First step: let’s load in the data and required packages. The dataset we’ll use is the standard McMurray & Jongman dataset of fricative and vowel measures.

library(tidyverse)

mcm <- read_csv("/Users/Thomas/Library/CloudStorage/OneDrive-YorkUniversity/LING 3300/Datasets/McMurrayJongmanFricativeAcoustics.csv")

Correlation

Correlations measure the strength of association between two variables. Several types of correlation exist; in this course, we have mainly discussed the most common type, which is Pearson’s correlation. Pearson’s correlation measures the strength to which two continuous variables are linearly related to each other. Correlations range from -1 to +1, with 0 indicating no relationship between the two variables, +1 indicating a perfect positive relationship, and -1, a perfect negative relationship.

The research hypothesis involves a statement that there exists a relationship between the two variables (r ≠ 0); the null hypothesis involves a statement that no relationship exists between the two variables (r = 0).

As an example, let’s consider some of the vowel measures in this dataset. While the Midterm and Assignment 2 have focused on the measures of fricative acoustics, this dataset also contains measurements of the vowels uttered just after each fricative. Let’s consider the difference between talker mean vowel duration for /a/ and /i/. With the correlation, we can ask whether the relationship between these means is predictable. That is, if a talker’s mean vowel duration for /a/ is long, is that talker’s mean for /i/ also long? This would be a positive correlation.

Let’s first process our data so we have the by-speaker, by-vowel means of the vowel duration.

spkr_vowel_means <- mcm %>% 
  group_by(Talker, Vowel) %>% 
  summarise(mean = mean(dur_v, na.rm = T)) # Can remove NAs from consideration this way, or use na.omit()
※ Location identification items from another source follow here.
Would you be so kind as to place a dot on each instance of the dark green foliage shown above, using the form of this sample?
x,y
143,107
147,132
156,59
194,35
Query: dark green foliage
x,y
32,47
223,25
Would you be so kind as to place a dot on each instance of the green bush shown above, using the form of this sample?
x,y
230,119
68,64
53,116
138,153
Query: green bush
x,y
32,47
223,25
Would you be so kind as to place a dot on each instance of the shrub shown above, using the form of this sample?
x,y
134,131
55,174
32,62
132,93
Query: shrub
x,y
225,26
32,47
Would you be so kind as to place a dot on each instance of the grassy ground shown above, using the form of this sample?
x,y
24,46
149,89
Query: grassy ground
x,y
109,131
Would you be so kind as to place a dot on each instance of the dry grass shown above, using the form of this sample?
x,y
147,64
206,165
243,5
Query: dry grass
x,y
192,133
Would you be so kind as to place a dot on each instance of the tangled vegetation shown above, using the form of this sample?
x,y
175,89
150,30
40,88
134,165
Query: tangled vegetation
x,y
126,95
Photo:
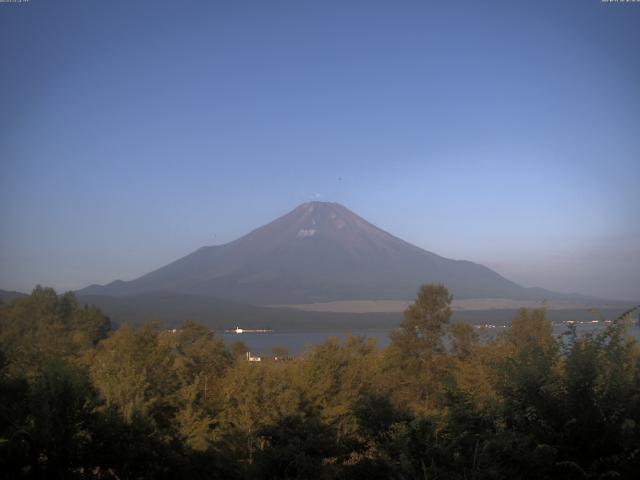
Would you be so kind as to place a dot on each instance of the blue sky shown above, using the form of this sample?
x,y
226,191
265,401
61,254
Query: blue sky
x,y
503,132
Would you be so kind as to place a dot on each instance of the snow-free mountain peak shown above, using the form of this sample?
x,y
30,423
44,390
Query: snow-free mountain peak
x,y
318,252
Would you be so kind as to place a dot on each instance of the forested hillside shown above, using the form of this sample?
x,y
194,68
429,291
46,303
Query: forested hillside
x,y
81,400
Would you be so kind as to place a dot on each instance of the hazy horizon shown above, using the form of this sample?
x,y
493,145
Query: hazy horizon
x,y
506,134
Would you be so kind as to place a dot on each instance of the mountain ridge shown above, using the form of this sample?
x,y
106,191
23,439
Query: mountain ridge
x,y
317,252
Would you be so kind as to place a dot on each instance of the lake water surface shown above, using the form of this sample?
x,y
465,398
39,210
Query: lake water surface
x,y
296,342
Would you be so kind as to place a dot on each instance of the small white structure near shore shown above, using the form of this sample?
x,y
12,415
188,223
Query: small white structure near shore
x,y
253,359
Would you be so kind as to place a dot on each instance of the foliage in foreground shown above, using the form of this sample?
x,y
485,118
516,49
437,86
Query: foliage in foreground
x,y
79,400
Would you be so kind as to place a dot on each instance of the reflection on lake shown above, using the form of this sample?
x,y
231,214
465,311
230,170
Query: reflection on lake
x,y
262,343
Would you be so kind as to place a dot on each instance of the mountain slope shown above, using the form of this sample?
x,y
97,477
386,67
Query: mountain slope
x,y
317,252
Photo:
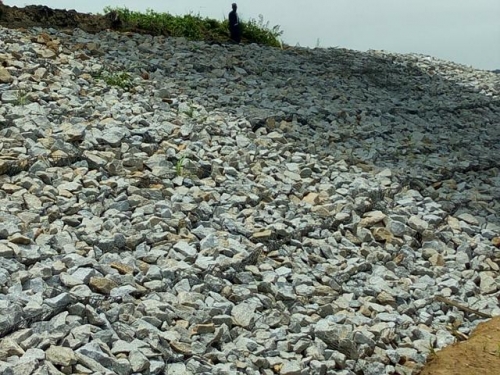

## `summarise()` has regrouped the output.
## ℹ Summaries were computed grouped by Talker and Vowel.
## ℹ Output is grouped by Talker.
## ℹ Use `summarise(.groups = "drop_last")` to silence this message.
## ℹ Use `summarise(.by = c(Talker, Vowel))` for per-operation grouping
##   (`?dplyr::dplyr_by`) instead.

spkr_means_ai <- subset(spkr_vowel_means, Vowel == "a" | Vowel == "i") # Just look at /a/ and /i/

spkr_means_ai <- pivot_wider(spkr_means_ai, 
            names_from = Vowel, 
            values_from = mean)

Just from eyeballing this dataframe, it seems like /a/ is pretty consistently longer than /i/. This makes sense based on what we know about vowel-intrinsic duration: pronouncing lower vowels requires your jaw to open wider than for high vowels, so it takes longer for us to produce /a/ than /i/. We can carry out a quick t-test to see if this is indeed true.

t.test(spkr_means_ai$a, spkr_means_ai$i, paired = T)

## 
##  Paired t-test
## 
## data:  spkr_means_ai$a and spkr_means_ai$i
## t = 17.841, df = 19, p-value = 2.512e-13
## alternative hypothesis: true mean difference is not equal to 0
## 95 percent confidence interval:
##  37.31523 47.23393
## sample estimates:
## mean difference 
##        42.27458

Yep, looks like /a/ is on average 42 ms longer than /i/, and this difference is significant (p < 0.001). Let’s now create a quick visualization to see if we suspect the correlation to be there.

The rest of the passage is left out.